Defects in Manufacturing
A well-designed product can still cause grievous harm if the product is not manufactured properly. In these cases, the manufacturer can be liable for injuries caused by the poorly manufactured product if a jury finds that there was a defect in manufacturing.
What is a Defect in Manufacturing?
A defect in manufacturing is one that the manufacturer did not intend. Technically, a product "contains a manufacturing defect when the product departs from its intended design even though all possible care was exercised in the preparation and marketing of the product."
This means that it does not matter how careful the manufacturer was when designing products, choosing materials, creating the assembly line, and issuing quality assurance guidelines. If a poorly manufactured product left the factory and the caused injury when used for any of its intended purposes due to the defect in manufacturing, the manufacturer has to pay for any injuries. This is an example of the legal principle known as "strict liability."

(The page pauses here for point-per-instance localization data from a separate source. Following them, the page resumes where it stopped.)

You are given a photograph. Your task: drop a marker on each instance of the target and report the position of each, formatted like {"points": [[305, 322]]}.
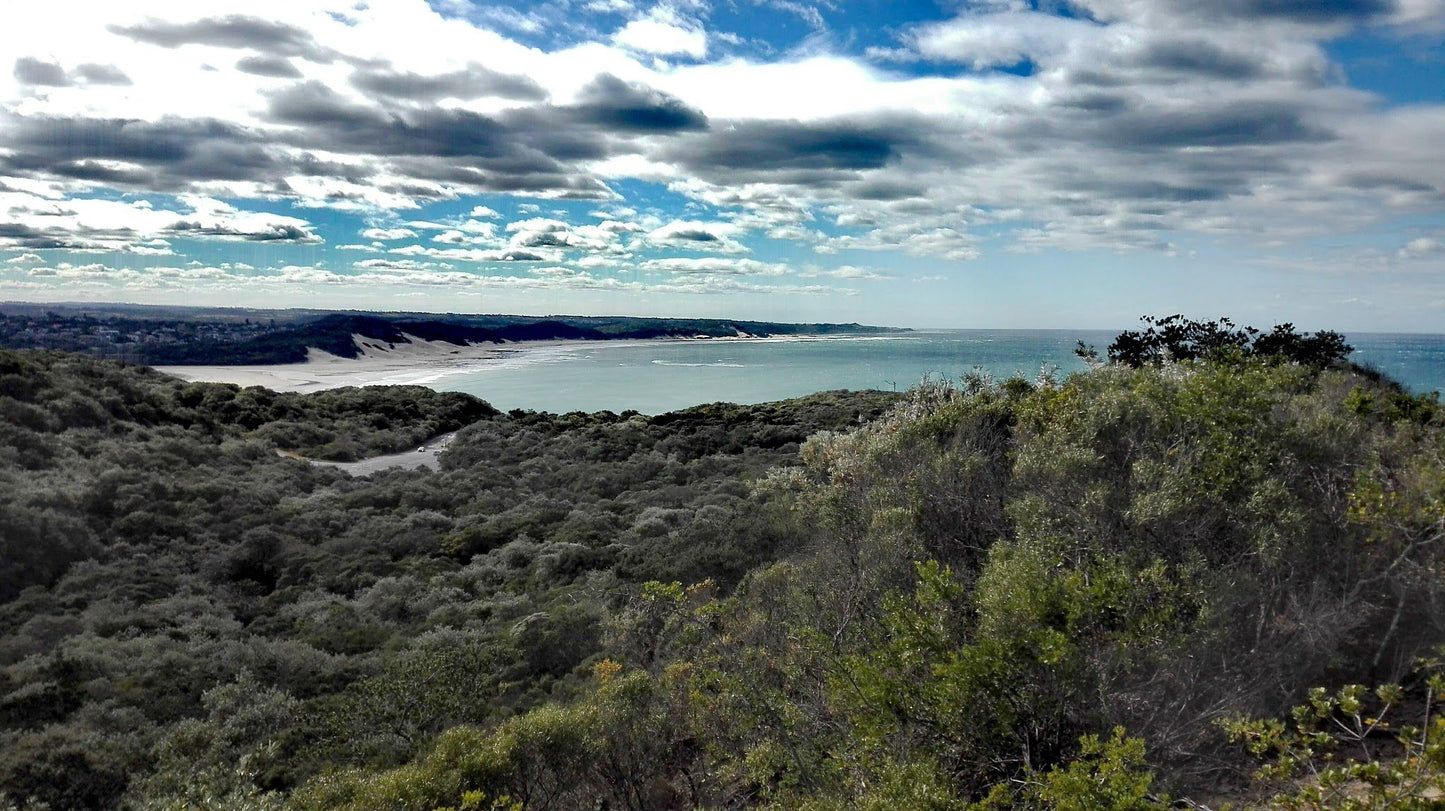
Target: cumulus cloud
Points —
{"points": [[663, 32], [710, 266], [715, 237], [29, 70], [233, 31], [1137, 120], [1421, 247], [389, 234], [35, 223]]}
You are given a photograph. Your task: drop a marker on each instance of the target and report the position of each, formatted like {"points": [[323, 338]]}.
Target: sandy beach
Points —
{"points": [[415, 363]]}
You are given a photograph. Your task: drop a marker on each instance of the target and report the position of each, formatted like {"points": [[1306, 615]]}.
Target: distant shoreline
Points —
{"points": [[415, 363]]}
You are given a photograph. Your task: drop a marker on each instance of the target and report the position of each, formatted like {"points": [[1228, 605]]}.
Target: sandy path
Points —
{"points": [[424, 456]]}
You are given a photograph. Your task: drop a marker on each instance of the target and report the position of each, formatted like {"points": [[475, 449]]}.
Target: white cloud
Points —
{"points": [[665, 33], [713, 266], [1421, 247], [387, 234]]}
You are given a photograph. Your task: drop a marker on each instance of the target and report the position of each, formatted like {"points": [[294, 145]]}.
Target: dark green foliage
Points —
{"points": [[1175, 339], [970, 596], [159, 552]]}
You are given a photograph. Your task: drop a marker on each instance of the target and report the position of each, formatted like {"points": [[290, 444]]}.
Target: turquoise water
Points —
{"points": [[659, 376]]}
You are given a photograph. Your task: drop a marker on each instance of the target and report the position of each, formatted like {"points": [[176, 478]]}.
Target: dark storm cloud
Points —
{"points": [[1200, 57], [611, 103], [233, 31], [177, 151], [1228, 126], [101, 174], [532, 149], [22, 236], [273, 67], [272, 233], [794, 146], [474, 81], [1304, 10], [94, 73], [692, 236], [29, 70]]}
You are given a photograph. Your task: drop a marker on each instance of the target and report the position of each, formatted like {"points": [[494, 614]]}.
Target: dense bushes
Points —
{"points": [[1051, 594], [1111, 567], [168, 576]]}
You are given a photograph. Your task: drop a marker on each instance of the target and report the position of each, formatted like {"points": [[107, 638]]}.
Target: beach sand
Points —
{"points": [[415, 363]]}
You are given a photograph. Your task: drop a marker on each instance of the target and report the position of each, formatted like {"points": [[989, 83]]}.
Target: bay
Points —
{"points": [[661, 376]]}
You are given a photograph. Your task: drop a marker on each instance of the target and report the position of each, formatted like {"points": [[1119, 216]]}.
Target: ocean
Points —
{"points": [[661, 376]]}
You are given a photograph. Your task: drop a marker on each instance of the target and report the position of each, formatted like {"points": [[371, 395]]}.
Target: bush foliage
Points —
{"points": [[1104, 591]]}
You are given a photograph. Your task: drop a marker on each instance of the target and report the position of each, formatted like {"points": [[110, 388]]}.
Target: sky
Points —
{"points": [[991, 164]]}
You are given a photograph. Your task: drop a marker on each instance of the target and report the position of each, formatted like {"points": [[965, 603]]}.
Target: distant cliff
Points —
{"points": [[233, 337]]}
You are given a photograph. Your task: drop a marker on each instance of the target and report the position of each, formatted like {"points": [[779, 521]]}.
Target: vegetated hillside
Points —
{"points": [[185, 615], [1093, 593], [1029, 596]]}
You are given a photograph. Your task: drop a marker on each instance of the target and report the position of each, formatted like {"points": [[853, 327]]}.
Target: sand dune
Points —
{"points": [[416, 363]]}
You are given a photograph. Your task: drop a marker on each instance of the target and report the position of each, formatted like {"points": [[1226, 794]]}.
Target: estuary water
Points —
{"points": [[661, 376]]}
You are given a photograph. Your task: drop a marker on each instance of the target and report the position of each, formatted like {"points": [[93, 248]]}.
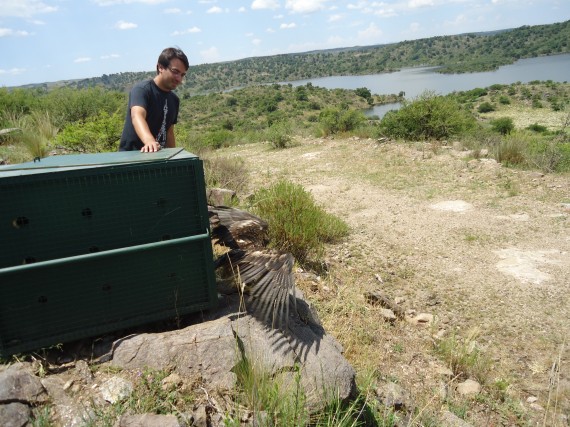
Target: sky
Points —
{"points": [[52, 40]]}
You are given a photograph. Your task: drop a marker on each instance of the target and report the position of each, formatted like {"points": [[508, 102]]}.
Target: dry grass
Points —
{"points": [[442, 263]]}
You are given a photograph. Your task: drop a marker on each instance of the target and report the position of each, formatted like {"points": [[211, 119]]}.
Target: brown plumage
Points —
{"points": [[264, 274]]}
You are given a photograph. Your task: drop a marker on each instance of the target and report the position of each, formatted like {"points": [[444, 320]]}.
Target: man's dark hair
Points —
{"points": [[168, 55]]}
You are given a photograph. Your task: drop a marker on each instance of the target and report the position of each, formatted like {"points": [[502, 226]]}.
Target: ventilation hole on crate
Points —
{"points": [[20, 222]]}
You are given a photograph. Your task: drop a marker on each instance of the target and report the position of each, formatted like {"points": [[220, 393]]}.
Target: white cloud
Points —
{"points": [[371, 34], [265, 4], [414, 4], [335, 18], [13, 71], [113, 2], [24, 8], [192, 30], [8, 32], [123, 25], [210, 55], [305, 6]]}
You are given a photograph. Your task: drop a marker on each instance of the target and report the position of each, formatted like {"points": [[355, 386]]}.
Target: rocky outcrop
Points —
{"points": [[207, 354]]}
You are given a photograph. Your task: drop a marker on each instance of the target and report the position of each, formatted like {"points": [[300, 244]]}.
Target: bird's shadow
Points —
{"points": [[301, 333]]}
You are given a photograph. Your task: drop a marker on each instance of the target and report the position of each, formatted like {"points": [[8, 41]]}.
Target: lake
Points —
{"points": [[414, 81]]}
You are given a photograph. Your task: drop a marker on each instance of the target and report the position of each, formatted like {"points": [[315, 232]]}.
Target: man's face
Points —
{"points": [[172, 76]]}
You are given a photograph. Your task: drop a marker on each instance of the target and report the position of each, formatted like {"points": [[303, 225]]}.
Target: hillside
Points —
{"points": [[455, 54], [475, 254]]}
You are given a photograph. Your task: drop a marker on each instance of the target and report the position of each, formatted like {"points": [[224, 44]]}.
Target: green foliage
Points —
{"points": [[98, 133], [296, 223], [225, 172], [464, 357], [535, 127], [335, 120], [457, 53], [505, 100], [503, 125], [279, 135], [429, 116], [38, 131], [365, 93], [486, 107], [511, 151]]}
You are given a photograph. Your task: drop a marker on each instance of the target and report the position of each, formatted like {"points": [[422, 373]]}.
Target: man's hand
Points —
{"points": [[151, 147]]}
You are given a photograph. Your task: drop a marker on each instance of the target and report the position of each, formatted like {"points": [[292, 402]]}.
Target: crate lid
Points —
{"points": [[75, 161]]}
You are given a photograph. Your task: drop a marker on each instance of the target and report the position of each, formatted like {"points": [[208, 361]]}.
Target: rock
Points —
{"points": [[14, 414], [536, 407], [221, 196], [17, 383], [468, 387], [200, 417], [148, 420], [388, 315], [392, 395], [116, 389], [421, 319], [210, 350], [82, 369], [451, 420], [172, 381]]}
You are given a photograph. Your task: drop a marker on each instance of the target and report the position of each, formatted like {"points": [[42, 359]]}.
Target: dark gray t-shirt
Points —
{"points": [[161, 113]]}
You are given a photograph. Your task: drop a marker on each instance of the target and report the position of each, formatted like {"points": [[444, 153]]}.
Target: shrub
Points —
{"points": [[296, 223], [427, 117], [511, 151], [225, 172], [98, 133], [535, 127], [335, 120], [503, 125], [279, 135], [486, 107], [505, 100]]}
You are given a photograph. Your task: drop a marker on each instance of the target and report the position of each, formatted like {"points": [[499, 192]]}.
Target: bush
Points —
{"points": [[486, 107], [279, 135], [296, 223], [535, 127], [99, 133], [503, 125], [427, 117], [505, 100], [335, 120]]}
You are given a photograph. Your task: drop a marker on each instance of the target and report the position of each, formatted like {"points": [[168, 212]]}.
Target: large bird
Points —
{"points": [[264, 274]]}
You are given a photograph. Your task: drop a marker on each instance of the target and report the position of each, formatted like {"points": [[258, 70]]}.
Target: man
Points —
{"points": [[153, 107]]}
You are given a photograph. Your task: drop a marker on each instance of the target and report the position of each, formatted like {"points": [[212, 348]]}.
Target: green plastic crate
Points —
{"points": [[96, 243]]}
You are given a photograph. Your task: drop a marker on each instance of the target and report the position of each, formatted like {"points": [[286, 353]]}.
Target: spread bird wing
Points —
{"points": [[267, 275], [235, 228]]}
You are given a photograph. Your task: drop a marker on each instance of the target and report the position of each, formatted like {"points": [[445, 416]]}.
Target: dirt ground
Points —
{"points": [[483, 248]]}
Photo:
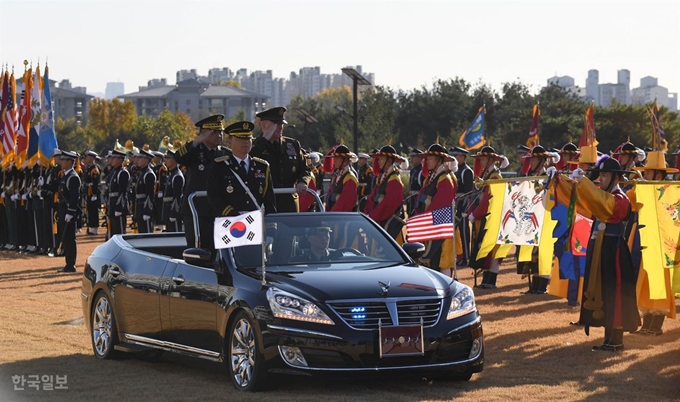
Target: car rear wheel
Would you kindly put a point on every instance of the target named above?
(104, 331)
(246, 363)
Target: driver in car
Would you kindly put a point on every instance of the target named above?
(319, 239)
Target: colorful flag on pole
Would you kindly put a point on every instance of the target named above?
(235, 231)
(433, 225)
(33, 153)
(48, 138)
(532, 141)
(21, 153)
(588, 136)
(473, 137)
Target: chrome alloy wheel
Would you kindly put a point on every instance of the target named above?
(242, 353)
(102, 325)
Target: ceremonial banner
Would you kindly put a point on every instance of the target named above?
(235, 231)
(659, 222)
(522, 213)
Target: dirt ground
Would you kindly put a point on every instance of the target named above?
(532, 353)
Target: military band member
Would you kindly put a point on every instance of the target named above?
(144, 193)
(172, 194)
(438, 191)
(91, 179)
(384, 204)
(466, 184)
(197, 156)
(239, 183)
(284, 154)
(69, 208)
(117, 207)
(342, 195)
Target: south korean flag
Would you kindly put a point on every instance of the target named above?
(236, 231)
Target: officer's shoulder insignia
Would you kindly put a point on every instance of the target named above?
(259, 160)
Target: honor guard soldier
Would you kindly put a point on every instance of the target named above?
(385, 202)
(238, 182)
(161, 172)
(197, 155)
(466, 185)
(172, 194)
(342, 195)
(117, 207)
(144, 192)
(91, 179)
(284, 154)
(69, 195)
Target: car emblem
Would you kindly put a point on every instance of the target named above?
(384, 287)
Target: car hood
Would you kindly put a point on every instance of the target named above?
(401, 281)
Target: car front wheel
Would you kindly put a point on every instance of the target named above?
(104, 332)
(246, 362)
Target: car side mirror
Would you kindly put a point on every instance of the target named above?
(414, 250)
(198, 256)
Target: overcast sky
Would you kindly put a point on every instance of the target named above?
(406, 44)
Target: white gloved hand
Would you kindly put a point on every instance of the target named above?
(270, 132)
(301, 188)
(577, 174)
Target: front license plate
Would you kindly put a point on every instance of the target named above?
(401, 340)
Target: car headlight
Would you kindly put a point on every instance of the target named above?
(292, 307)
(462, 303)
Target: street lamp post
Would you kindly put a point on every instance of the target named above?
(357, 79)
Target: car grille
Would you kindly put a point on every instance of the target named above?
(366, 315)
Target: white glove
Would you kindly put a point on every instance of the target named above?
(270, 131)
(301, 188)
(577, 174)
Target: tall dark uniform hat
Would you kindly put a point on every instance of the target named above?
(274, 114)
(240, 129)
(214, 122)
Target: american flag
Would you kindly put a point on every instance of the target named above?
(433, 225)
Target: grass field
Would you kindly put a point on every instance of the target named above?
(532, 353)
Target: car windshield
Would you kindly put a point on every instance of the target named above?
(296, 242)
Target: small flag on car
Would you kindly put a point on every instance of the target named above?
(236, 231)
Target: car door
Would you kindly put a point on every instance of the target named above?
(192, 293)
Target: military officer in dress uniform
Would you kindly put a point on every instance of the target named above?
(117, 207)
(69, 195)
(91, 179)
(197, 155)
(144, 192)
(238, 182)
(284, 154)
(172, 194)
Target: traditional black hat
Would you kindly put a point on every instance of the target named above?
(458, 151)
(274, 114)
(240, 129)
(214, 122)
(70, 155)
(438, 150)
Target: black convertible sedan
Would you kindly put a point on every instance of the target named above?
(325, 292)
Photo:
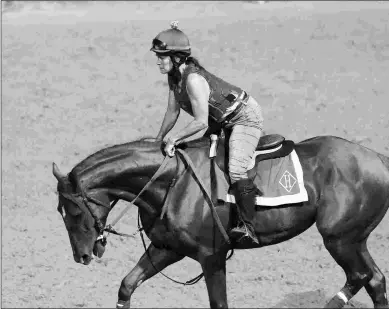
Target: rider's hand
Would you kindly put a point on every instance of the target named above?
(170, 148)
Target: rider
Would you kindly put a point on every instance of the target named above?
(202, 95)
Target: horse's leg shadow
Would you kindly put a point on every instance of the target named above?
(311, 299)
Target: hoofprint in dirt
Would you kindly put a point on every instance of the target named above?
(70, 89)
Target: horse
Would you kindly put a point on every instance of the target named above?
(348, 196)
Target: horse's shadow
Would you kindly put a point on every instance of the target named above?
(312, 299)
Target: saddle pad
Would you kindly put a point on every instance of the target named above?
(280, 180)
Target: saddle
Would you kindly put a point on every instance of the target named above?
(270, 146)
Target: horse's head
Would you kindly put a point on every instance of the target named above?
(79, 221)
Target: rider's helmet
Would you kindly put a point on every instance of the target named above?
(171, 41)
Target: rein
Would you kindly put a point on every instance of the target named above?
(109, 228)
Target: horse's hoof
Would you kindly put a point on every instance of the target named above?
(122, 304)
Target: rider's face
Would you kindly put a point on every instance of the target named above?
(164, 63)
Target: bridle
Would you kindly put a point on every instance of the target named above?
(82, 199)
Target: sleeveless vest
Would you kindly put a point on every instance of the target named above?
(221, 97)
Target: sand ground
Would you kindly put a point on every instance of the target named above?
(79, 77)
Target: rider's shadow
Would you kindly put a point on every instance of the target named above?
(312, 299)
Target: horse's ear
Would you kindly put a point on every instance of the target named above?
(57, 173)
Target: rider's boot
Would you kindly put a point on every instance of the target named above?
(245, 193)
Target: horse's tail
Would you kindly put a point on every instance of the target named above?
(385, 161)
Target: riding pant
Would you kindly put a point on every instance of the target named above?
(247, 128)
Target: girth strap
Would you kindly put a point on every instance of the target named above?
(208, 195)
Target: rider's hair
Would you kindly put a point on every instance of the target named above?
(183, 58)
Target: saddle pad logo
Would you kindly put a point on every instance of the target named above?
(287, 181)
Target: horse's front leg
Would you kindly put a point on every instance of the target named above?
(214, 269)
(145, 269)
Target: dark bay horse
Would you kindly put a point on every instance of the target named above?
(347, 185)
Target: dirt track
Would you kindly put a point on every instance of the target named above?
(75, 83)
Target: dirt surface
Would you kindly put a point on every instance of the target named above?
(77, 78)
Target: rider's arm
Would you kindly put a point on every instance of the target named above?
(198, 92)
(171, 116)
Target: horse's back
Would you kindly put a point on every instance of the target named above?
(347, 180)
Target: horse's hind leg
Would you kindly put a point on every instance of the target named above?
(145, 269)
(214, 269)
(376, 287)
(358, 273)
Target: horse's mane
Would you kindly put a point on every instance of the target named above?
(119, 154)
(110, 153)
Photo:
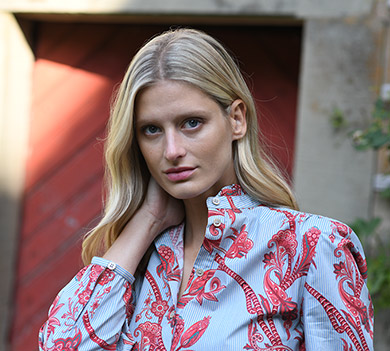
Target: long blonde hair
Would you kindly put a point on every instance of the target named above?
(194, 57)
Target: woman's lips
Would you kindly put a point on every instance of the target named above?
(179, 174)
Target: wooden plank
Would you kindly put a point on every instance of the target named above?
(72, 220)
(69, 179)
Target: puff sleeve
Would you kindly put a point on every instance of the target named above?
(337, 309)
(92, 312)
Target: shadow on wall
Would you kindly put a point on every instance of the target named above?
(77, 68)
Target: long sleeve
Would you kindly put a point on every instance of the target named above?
(337, 309)
(92, 312)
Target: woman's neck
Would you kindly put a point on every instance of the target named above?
(196, 221)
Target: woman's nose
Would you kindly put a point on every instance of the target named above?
(174, 147)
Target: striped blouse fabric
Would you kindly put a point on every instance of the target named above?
(264, 279)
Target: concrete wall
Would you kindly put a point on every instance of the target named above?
(338, 71)
(295, 8)
(16, 62)
(331, 177)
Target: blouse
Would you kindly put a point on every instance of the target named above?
(265, 278)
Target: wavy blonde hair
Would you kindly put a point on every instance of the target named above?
(194, 57)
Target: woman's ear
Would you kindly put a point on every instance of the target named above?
(238, 119)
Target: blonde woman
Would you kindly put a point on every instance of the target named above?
(201, 246)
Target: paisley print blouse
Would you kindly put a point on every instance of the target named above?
(265, 279)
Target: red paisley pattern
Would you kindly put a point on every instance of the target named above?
(257, 272)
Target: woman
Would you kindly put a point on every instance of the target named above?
(201, 246)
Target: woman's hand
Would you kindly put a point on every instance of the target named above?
(158, 212)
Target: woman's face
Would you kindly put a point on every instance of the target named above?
(186, 138)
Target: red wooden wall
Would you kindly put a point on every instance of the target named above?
(77, 67)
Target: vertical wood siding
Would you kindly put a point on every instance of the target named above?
(77, 67)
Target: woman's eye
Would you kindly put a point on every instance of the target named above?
(191, 123)
(150, 130)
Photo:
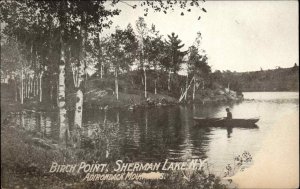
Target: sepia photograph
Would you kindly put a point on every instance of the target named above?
(149, 94)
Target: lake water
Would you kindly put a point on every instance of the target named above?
(156, 134)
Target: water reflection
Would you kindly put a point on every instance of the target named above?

Challenges in Proving Manufacturing Defects
It can be difficult to prove that there was ever a manufacturing defect. To illustrate this, consider an example. Suppose a car's braking system does not work properly and causes a plaintiff to have an accident. Even though the manufacturer of the car did not intend for the brakes to malfunction, and even though the manufacturer was not negligent in the design of the brakes, the strict liability doctrine in products liability law could render the manufacturer liable.
However, a plaintiff may have difficulty proving that a product caused the plaintiff's injuries. For example, even if a car had some defect in the braking system, the driver's poor reaction to driving conditions may have been the actual cause of an accident. A car may be so heavily damaged in an accident, for instance, that it is impossible to prove what caused the accident to occur.
In some instances, a plaintiff can rely on the "malfunction doctrine" to prove causation. Under this doctrine, if the circumstances of an accident indicate that a defect caused the accident, and the plaintiff can produce evidence that removes other possible causes, then the plaintiff can prove causation even if the product is damaged or destroyed. This doctrine is similar in application to res ipsa loquitur in the law of negligence.
In other words, the plaintiff can attempt to show that the very fact that he was in an accident proves that there was some defect in the brakes. If the brakes were properly designed, and there were no other external factors that could have caused the accident, then there must have been a defect in manufacturing.